Dr. Betsy Beymer-Farris

Abstract

The COVID-19 pandemic brought forth unprecedented and ever-changing crisis and disruption to societies and economies around the globe.[1] As the COVID-19 pandemic continues to interrupt travel worldwide, the tourism industry, and the countries who rely on it as a major source of income, are in crisis. These processes have reconfigured economic capital flows and foreign investment in the global south. This is particularly the case in Tanzania, as tourism was Tanzania’s highest foreign exchange earner and accounted for 17% of Tanzania’s gross domestic product in 2019.[2] This project draws upon a political ecology framework to examine the Tanzanian state response for tourism during the COVID-19 pandemic from February 2020-July 2021. I employ semi-structured interviews, discourse analysis and archival research of Tanzanian state economic and tourism policy documents, economic reports, views and decisions of hotel owners and operators, flows of tourists to and from Tanzania, and news media coverage of the COVID-19 pandemic from February 2020 to July 2021. I reveal how historical and contemporary power relations impact and influence Tanzanian state policy responses for tourism as well as the social and economic outcomes of the COVID-19 pandemic policies on tourism on Mafia Island, Tanzania. Mafia Island is an important tourist destination with Africa’s largest marine park swimming with high biodiversity including whale sharks. My research reveals how the Tanzanian state responded to the pandemic in a variety of ways. This included initially closing borders, to denying the existence of COVID-19 and reopening borders without restrictions for tourists. I show how the Tanzanian state centralized power and justified opening the country to tourism by creating narratives of fear, the divine, and misinformation about COVID-19. In addition, neo-colonial legacies and logic, economic dependence on foreign capital, and state structuring were found to be important factors in shaping how the tourist sector in Tanzania was affected by state responses to the COVID-19 pandemic. Rather than an opportunity for transformation as some pandemic scholars have argued, I find a reinstallation of unevenness producing further entrenchment in economic dependency on international financial institutions and colonial relations within the tourist industry.[3]
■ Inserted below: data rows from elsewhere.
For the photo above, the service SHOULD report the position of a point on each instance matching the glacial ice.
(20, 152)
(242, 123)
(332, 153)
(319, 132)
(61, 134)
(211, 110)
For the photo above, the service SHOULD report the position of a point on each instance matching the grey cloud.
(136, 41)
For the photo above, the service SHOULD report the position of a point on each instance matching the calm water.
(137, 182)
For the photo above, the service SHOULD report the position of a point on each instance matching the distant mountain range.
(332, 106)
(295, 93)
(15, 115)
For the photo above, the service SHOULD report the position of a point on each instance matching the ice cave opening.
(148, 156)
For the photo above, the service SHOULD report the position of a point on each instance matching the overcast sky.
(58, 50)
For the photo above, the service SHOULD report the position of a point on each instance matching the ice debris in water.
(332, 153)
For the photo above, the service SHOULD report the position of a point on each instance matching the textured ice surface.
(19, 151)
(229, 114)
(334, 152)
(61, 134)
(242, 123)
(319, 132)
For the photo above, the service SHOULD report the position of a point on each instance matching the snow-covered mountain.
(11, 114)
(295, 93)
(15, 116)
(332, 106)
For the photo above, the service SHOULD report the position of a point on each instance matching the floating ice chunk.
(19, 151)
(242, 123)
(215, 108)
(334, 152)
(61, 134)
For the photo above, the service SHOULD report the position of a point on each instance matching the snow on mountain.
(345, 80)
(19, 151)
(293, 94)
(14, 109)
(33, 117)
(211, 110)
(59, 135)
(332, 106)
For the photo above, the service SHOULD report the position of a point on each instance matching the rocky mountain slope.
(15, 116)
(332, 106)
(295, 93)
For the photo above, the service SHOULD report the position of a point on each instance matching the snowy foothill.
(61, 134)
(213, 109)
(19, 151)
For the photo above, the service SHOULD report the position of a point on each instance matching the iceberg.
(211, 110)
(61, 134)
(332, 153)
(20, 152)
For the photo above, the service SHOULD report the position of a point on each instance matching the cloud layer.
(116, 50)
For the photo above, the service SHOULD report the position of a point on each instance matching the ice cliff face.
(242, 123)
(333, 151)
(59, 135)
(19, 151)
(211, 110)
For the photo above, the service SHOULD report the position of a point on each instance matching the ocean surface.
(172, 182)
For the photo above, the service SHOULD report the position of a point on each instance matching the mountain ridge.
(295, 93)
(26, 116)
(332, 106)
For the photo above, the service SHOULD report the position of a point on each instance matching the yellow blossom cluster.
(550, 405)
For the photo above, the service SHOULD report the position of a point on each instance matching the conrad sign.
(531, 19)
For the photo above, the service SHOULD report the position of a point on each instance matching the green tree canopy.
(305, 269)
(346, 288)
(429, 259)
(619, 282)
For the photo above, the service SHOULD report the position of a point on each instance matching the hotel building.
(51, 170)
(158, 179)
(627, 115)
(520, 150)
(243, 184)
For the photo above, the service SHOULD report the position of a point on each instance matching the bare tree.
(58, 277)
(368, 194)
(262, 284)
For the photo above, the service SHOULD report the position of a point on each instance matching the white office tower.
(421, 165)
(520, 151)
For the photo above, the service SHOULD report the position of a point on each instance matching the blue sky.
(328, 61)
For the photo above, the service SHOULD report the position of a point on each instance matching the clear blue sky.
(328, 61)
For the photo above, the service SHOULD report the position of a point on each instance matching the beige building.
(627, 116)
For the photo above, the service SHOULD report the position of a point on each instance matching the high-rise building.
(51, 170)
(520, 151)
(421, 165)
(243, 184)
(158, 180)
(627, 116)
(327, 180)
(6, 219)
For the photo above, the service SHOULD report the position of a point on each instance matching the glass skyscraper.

[1] Al-Ali, Nadje. “Covid-19 and Feminism in the Global South: Challenges, Initiatives and Dilemmas.” European Journal of Women’s Studies 27, no. 4 (November 1, 2020): 333–47. https://doi.org/10.1177/1350506820943617.; Fernando, Jude L. “The Virocene Epoch: the vulnerability nexus of viruses, capitalism and racism.” Journal of Political Ecology 27, no. 1 (January 21, 2020). https://doi.org/10.2458/v27i1.23748.; Eaves, LaToya, and Karen Falconer Al-Hindi. “Intersectional Geographies and COVID-19.” Dialogues in Human Geography 10, no. 2 (July 1, 2020): 132–36. https://doi.org/10.1177/2043820620935247.;

[2] Masare, Alawi. “Why Credit to Private Sector Growth Slowed to 3-Year Low.” The Citizen. April 22, 2021, sec. Magazine. https://www.thecitizen.co.tz/tanzania/magazines/-why-credit-to-private-sector-growth-slowed-to-3-year-low-3372814.; Kombe, Charles. “Tanzania Opening Up Tourism Despite Pandemic.” Voice of America. June 25, 2020, sec. COVID-19 Pandemic. https://www.voanews.com/covid-19-pandemic/tanzania-opening-tourism-despite-pandemic.

[3]Leach, Melissa, Hayley MacGregor, Ian Scoones, and Annie Wilkinson. “Post-Pandemic Transformations: How and Why COVID-19 Requires Us to Rethink Development.” World Development 138 (2021): 1-11.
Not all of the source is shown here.